Does Perempuán survive?
It’s not made explicit, but it seems almost certain that Perempuán is dead at the end of The Platform 2. During her attempt to save the child she continuously hits her head against the side of the concrete prison while trying to float upwards, losing a lot of blood on the way.
In the movie’s final sequence, she descends with the child into the black depths below the pit, where other dead characters are waiting to greet her.
“Only they can go up,” a woman tells her, referring to the child. “Your journey is over, but he will have another chance.”
Given that Perempuán’s other dead cellmate Zamiatin (Hovik Keuchkerian) is down there too, it seems implied that the black void below the prison is a metaphor for death. In real life, we can assume Perempuán died while floating upwards through the prison. But her mission to save the child, and atone for past sins, was successful.
What’s the deal with the children playing on the slide?
Dotted throughout The Platform 2 are sequences in which children play on a kind of stone pyramid with steps and a slide. At first the play is structured and organised, then it descends into tears as the children struggle for control. Finally they fight and claw at each other to try and make it to the top of the pyramid. The child that reaches the highest point is the one that gets taken away by two adults, and later placed into cell 333 by the people who work at the prison. This is the little boy that Perempuán saves.
In the original movie, Goreng also finds a child at the very bottom of the prison. Like Perempuán, he saves the child’s life, later referring to her as a “message”.
So what exactly is the deal with these children? Why are they being placed into the pit’s lowest level? And are they even real, or just a hallucination?
Obviously this bit is up to interpretation, but if we had to guess we’d say the children on the pyramid act as a metaphor for the prison, which in turn acts as a metaphor for society. The prison in The Platform 2 starts off with some semblance of structure before descending into chaos; so too do the children playing on the slide. And ultimately, even though they’re all struggling to climb the pyramid, there’s no real reward awaiting them — in fact, for the child that reaches the very top, it’s the opposite. Like the prison system itself, the message here seems clear enough: Societal power structures are inevitable, and also incredibly damaging.

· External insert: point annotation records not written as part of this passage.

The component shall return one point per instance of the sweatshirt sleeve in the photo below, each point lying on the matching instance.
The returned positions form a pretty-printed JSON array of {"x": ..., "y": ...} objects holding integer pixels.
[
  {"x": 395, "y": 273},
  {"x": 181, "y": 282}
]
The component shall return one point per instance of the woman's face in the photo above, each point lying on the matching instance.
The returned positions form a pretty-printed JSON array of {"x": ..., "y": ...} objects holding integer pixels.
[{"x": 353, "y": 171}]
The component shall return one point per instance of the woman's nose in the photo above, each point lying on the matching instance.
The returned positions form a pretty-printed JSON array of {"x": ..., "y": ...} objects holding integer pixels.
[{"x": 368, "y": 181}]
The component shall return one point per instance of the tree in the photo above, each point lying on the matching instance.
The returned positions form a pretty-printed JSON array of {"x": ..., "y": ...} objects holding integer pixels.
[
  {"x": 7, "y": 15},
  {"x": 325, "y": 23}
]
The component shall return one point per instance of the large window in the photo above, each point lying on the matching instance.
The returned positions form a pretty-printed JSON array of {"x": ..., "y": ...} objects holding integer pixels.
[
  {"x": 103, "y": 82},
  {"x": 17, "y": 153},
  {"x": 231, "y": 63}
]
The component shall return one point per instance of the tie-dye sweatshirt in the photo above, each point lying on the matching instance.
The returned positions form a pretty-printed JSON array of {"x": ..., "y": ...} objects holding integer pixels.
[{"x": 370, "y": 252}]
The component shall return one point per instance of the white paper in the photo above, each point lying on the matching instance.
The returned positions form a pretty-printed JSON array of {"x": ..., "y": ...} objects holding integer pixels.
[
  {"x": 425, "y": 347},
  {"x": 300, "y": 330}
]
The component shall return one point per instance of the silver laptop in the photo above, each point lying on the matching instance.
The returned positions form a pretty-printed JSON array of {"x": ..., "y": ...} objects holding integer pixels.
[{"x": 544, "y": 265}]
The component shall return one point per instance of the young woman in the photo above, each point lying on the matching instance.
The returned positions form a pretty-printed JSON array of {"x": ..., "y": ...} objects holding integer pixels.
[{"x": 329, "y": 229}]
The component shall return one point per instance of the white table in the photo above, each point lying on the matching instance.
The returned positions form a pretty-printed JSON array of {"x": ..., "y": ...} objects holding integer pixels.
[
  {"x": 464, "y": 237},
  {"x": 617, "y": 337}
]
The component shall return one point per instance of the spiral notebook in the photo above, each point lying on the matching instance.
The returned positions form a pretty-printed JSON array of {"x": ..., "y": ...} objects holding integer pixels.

Which is all very well and good, but do these children actually exist? Are they really being put in the prison, or are they part of the other characters’ dying hallucinations? At the end of the first film, this is harder to say for sure. By the time Goreng finds the little girl he’s badly hurt, and it’s possible she’s only really there in his mind. The Platform 2, however, seems to suggest — mainly through what Perempuán sees when she regains consciousness during the prison changeover — that children really are being taken and placed in level 333. Why, though? What’s the purpose of the prison placing them there, especially at a level where they have barely any chance of survival?
Perhaps, in the twisted logic of the pit itself, the children are there to offer some form of possible redemption for the prisoners. It seems implied in The Platform 2 that adults that go into the pit rarely, if ever, actually leave. But maybe in providing them with an innocent life to save, the pit is offering them an escape from their own internal prisons by giving them something to die for?